Member-only story
Saving the Earth like we mean it
BY DEBRA KEEFER RAMAGE
I got addicted to a computer game called Onnect. Before I deleted it in exasperation, I was playing it an hour a day or more. I loved this game, but not enough to pay for it, so I had to watch some really annoying ads over and over, until my ire at the ads overtopped my jonesing to play the game.

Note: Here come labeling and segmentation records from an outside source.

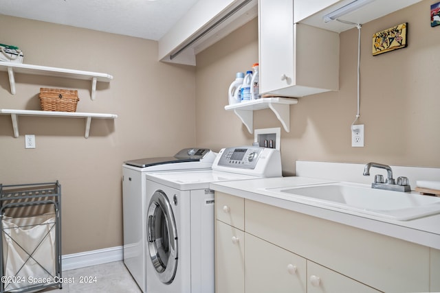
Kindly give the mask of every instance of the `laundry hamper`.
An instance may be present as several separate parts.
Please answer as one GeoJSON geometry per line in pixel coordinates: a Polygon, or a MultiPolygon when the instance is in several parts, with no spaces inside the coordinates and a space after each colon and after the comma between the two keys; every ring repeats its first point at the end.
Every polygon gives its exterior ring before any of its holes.
{"type": "Polygon", "coordinates": [[[62,288],[61,186],[0,184],[0,292],[62,288]]]}

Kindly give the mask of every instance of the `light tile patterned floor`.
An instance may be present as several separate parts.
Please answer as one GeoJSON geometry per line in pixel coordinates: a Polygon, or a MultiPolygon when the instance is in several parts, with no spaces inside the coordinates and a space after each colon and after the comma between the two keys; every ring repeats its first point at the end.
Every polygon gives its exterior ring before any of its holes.
{"type": "Polygon", "coordinates": [[[73,282],[64,284],[61,290],[56,288],[48,292],[142,293],[122,261],[67,270],[63,272],[63,278],[70,278],[73,282]],[[90,283],[80,283],[85,281],[90,283]]]}

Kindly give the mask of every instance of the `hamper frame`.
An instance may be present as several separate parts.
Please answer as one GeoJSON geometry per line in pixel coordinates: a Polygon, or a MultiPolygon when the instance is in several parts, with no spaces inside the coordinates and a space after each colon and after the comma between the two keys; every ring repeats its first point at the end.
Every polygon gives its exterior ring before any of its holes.
{"type": "MultiPolygon", "coordinates": [[[[26,226],[34,227],[41,225],[47,225],[47,224],[35,224],[26,225],[26,226]]],[[[20,228],[21,228],[21,226],[20,226],[20,228]]],[[[0,277],[2,277],[2,281],[0,282],[0,293],[25,292],[43,290],[50,287],[56,287],[59,289],[63,288],[61,265],[61,185],[58,180],[54,183],[36,184],[12,185],[3,185],[0,184],[0,277]],[[14,213],[18,215],[18,216],[16,215],[16,216],[12,217],[12,218],[35,218],[38,215],[46,215],[43,211],[50,209],[53,209],[53,214],[54,215],[54,222],[50,223],[53,224],[53,226],[50,227],[49,231],[45,233],[44,237],[38,240],[38,243],[33,251],[26,251],[10,235],[6,234],[6,233],[3,228],[3,220],[10,211],[11,215],[14,215],[14,213]],[[33,257],[34,253],[45,239],[46,239],[47,237],[50,237],[50,233],[52,229],[55,229],[55,243],[53,244],[55,255],[53,256],[55,266],[53,268],[53,272],[54,272],[54,275],[33,257]],[[3,278],[14,277],[5,276],[3,238],[6,235],[8,235],[8,237],[18,245],[23,252],[25,253],[25,257],[27,257],[19,270],[15,272],[15,277],[19,274],[20,270],[26,265],[28,261],[32,259],[35,261],[35,263],[50,275],[50,278],[52,278],[52,282],[32,283],[30,285],[19,288],[12,288],[12,290],[9,290],[7,288],[8,285],[6,286],[5,282],[3,281],[3,278]]],[[[52,268],[50,268],[50,270],[52,271],[52,268]]]]}

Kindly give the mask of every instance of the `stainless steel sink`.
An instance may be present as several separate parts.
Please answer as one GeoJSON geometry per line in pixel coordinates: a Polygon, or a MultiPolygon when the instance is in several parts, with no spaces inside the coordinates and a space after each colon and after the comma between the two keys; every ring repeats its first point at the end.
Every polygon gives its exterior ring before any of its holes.
{"type": "Polygon", "coordinates": [[[294,201],[398,220],[440,213],[440,198],[375,189],[360,184],[335,183],[266,190],[287,196],[294,201]]]}

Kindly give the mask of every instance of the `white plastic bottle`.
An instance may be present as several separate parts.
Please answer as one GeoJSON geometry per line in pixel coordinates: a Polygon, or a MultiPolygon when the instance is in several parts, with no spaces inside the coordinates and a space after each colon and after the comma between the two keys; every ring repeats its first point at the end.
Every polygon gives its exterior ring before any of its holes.
{"type": "Polygon", "coordinates": [[[236,104],[241,102],[241,86],[245,78],[245,73],[237,72],[235,75],[235,80],[229,86],[228,96],[229,104],[236,104]]]}
{"type": "Polygon", "coordinates": [[[243,80],[241,86],[241,100],[250,101],[250,83],[252,81],[252,71],[246,71],[246,75],[243,80]]]}
{"type": "Polygon", "coordinates": [[[258,74],[258,64],[254,64],[254,65],[252,65],[252,68],[254,69],[254,74],[252,74],[252,80],[250,83],[250,99],[256,99],[260,98],[260,75],[258,74]]]}

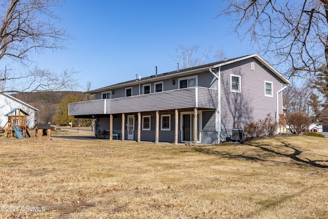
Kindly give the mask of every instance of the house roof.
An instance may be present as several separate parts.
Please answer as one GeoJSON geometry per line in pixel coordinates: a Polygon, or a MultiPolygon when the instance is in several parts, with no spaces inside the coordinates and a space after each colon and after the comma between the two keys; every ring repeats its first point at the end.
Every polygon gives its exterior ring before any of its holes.
{"type": "Polygon", "coordinates": [[[128,81],[126,82],[121,82],[118,84],[115,84],[109,86],[101,88],[98,88],[95,90],[92,90],[90,91],[87,92],[87,93],[93,94],[98,92],[106,91],[110,90],[111,89],[117,89],[124,86],[126,86],[127,85],[130,86],[133,86],[136,84],[140,84],[140,82],[148,82],[153,81],[157,81],[158,78],[170,78],[175,77],[177,75],[188,74],[191,73],[198,73],[200,72],[203,72],[209,70],[210,68],[217,68],[219,67],[223,66],[224,65],[229,65],[231,63],[240,62],[242,60],[246,59],[247,58],[254,57],[258,61],[264,66],[266,67],[271,72],[275,74],[278,77],[279,77],[281,81],[282,81],[285,84],[290,84],[291,82],[286,78],[283,75],[282,75],[280,72],[276,70],[273,67],[268,63],[265,60],[257,54],[253,54],[252,55],[245,55],[244,56],[239,57],[237,58],[232,58],[230,59],[224,60],[223,61],[217,62],[212,63],[209,63],[208,64],[202,65],[198,66],[195,66],[191,68],[188,68],[183,69],[179,69],[178,70],[170,71],[169,72],[163,73],[157,75],[153,75],[147,77],[141,78],[141,79],[135,79],[134,80],[128,81]]]}
{"type": "Polygon", "coordinates": [[[10,95],[7,94],[6,94],[5,93],[0,93],[0,95],[2,95],[2,94],[4,96],[6,96],[7,98],[10,98],[11,99],[13,99],[13,100],[16,101],[16,102],[18,102],[18,103],[20,103],[21,104],[23,104],[24,106],[26,106],[26,107],[28,107],[29,108],[32,109],[33,110],[34,110],[35,112],[38,112],[39,111],[39,110],[38,109],[36,108],[35,107],[32,107],[32,106],[30,105],[29,104],[28,104],[25,102],[23,102],[23,101],[17,99],[17,98],[15,98],[15,97],[14,97],[13,96],[11,96],[10,95]]]}
{"type": "Polygon", "coordinates": [[[34,128],[37,128],[38,129],[51,129],[51,127],[49,124],[40,124],[38,123],[34,126],[34,128]]]}
{"type": "Polygon", "coordinates": [[[15,112],[17,110],[19,110],[20,112],[23,112],[23,114],[25,115],[30,115],[28,114],[28,113],[25,112],[25,111],[24,111],[22,109],[19,109],[19,108],[15,108],[13,110],[11,110],[10,112],[8,112],[8,113],[7,113],[6,114],[5,114],[5,115],[6,116],[9,116],[10,115],[11,115],[11,113],[13,113],[14,112],[15,112]]]}

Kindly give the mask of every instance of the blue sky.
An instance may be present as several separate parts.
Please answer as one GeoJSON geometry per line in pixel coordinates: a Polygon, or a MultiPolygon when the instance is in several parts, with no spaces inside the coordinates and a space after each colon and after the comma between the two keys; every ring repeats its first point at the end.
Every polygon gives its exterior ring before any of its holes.
{"type": "Polygon", "coordinates": [[[221,0],[138,1],[67,0],[57,9],[60,25],[74,39],[69,49],[34,55],[42,68],[54,71],[74,68],[85,91],[173,71],[179,45],[199,45],[198,55],[211,47],[208,62],[221,48],[225,57],[256,53],[247,39],[229,34],[231,22],[215,18],[221,0]]]}

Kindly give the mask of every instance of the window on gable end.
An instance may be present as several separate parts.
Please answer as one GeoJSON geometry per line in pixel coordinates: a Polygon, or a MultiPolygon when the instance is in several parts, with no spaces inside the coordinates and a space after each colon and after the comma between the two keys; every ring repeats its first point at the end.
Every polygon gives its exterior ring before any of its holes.
{"type": "Polygon", "coordinates": [[[271,82],[264,82],[264,96],[273,97],[273,83],[271,82]]]}
{"type": "Polygon", "coordinates": [[[132,95],[132,88],[125,89],[125,96],[131,96],[132,95]]]}
{"type": "Polygon", "coordinates": [[[230,75],[231,80],[231,90],[232,92],[241,92],[241,77],[240,75],[235,75],[231,74],[230,75]]]}
{"type": "Polygon", "coordinates": [[[150,85],[145,85],[142,87],[144,88],[144,94],[150,93],[150,85]]]}

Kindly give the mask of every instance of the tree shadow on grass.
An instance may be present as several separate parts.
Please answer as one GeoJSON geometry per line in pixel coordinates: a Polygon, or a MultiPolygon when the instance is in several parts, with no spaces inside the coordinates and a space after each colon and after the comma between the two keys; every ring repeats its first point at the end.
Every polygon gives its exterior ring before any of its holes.
{"type": "MultiPolygon", "coordinates": [[[[304,155],[301,156],[303,151],[300,151],[299,149],[294,147],[292,147],[290,144],[286,143],[284,142],[283,141],[278,140],[281,143],[281,147],[279,147],[279,148],[277,148],[277,150],[275,150],[274,148],[272,148],[270,145],[268,144],[262,144],[262,145],[256,145],[251,143],[247,143],[246,145],[254,147],[255,148],[259,148],[262,150],[263,151],[267,152],[266,154],[256,154],[255,153],[253,155],[245,155],[244,154],[243,152],[240,152],[240,153],[235,153],[235,152],[230,153],[227,151],[220,151],[215,150],[215,148],[202,148],[201,147],[195,147],[194,148],[194,150],[197,152],[209,154],[215,154],[219,155],[222,157],[227,157],[227,158],[241,158],[247,160],[251,160],[251,161],[261,161],[261,162],[271,162],[274,163],[286,163],[286,162],[279,162],[275,161],[273,159],[273,155],[278,155],[281,157],[289,157],[292,159],[293,161],[296,161],[296,164],[298,165],[302,165],[305,164],[308,165],[310,165],[313,167],[319,167],[320,168],[328,168],[328,165],[326,164],[322,164],[322,163],[328,163],[328,157],[327,160],[311,160],[310,158],[307,158],[304,155]],[[272,148],[270,148],[270,147],[272,148]],[[281,149],[288,150],[289,151],[292,151],[291,152],[287,152],[287,153],[283,153],[281,152],[279,152],[278,149],[279,149],[280,151],[281,149]]],[[[219,146],[218,147],[220,147],[219,146]]],[[[229,146],[228,146],[229,147],[229,146]]],[[[231,147],[234,147],[233,145],[232,145],[231,147]]]]}

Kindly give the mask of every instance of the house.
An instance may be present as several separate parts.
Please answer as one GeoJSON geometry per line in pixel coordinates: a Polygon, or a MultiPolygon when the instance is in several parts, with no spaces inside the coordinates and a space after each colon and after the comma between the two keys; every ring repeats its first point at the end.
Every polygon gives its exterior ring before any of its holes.
{"type": "Polygon", "coordinates": [[[8,122],[6,114],[14,109],[21,109],[29,115],[27,126],[33,128],[34,126],[35,113],[38,109],[5,93],[0,93],[0,129],[3,128],[8,122]]]}
{"type": "Polygon", "coordinates": [[[96,137],[217,144],[238,123],[278,121],[288,84],[255,54],[91,90],[96,99],[70,104],[69,115],[95,118],[96,137]]]}

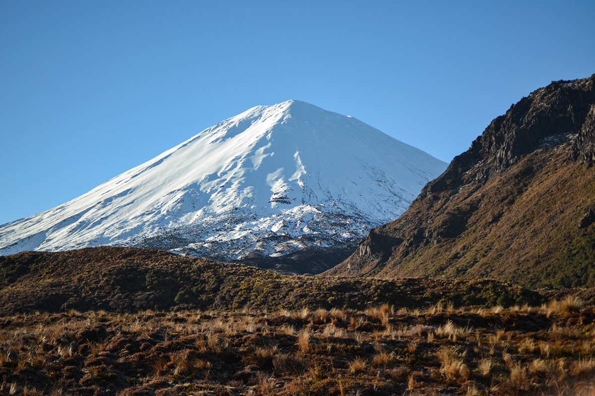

The one that sticks with me is very relevant to Earth Day, officially Wednesday, April 22 (although with the COVID-19 raging, we expect celebrations to be subdued, i.e., canceled). In this particularly infuriating ad, a mom and her little girl are doing their separate things in a beautiful upscale kitchen, when a glass of water gets knocked over. Mom reaches for a wad of paper towels. Daughter asks, “Mom, where do paper towels come from?” Mom replies, “Um-trees, I think.” Daughter can’t just leave it alone. “A lot of trees?” (Cut to Mom’s face, looking guilty and helpless.)
Yes, the somber narrator informs us, it IS a lot of trees. In fact, it’s “94,000 trees every day in the U.S. alone.” The ad then goes on to sell us bamboo-sourced paper products, which is not what infuriated me; I’m in favor of bamboo products. Not content with just saving trees, the new socially-responsible company is also PLANTING trees. A LOT of trees? Oh, my, yes. They have already planted 150,000 trees! And they’re going to try to plant a million…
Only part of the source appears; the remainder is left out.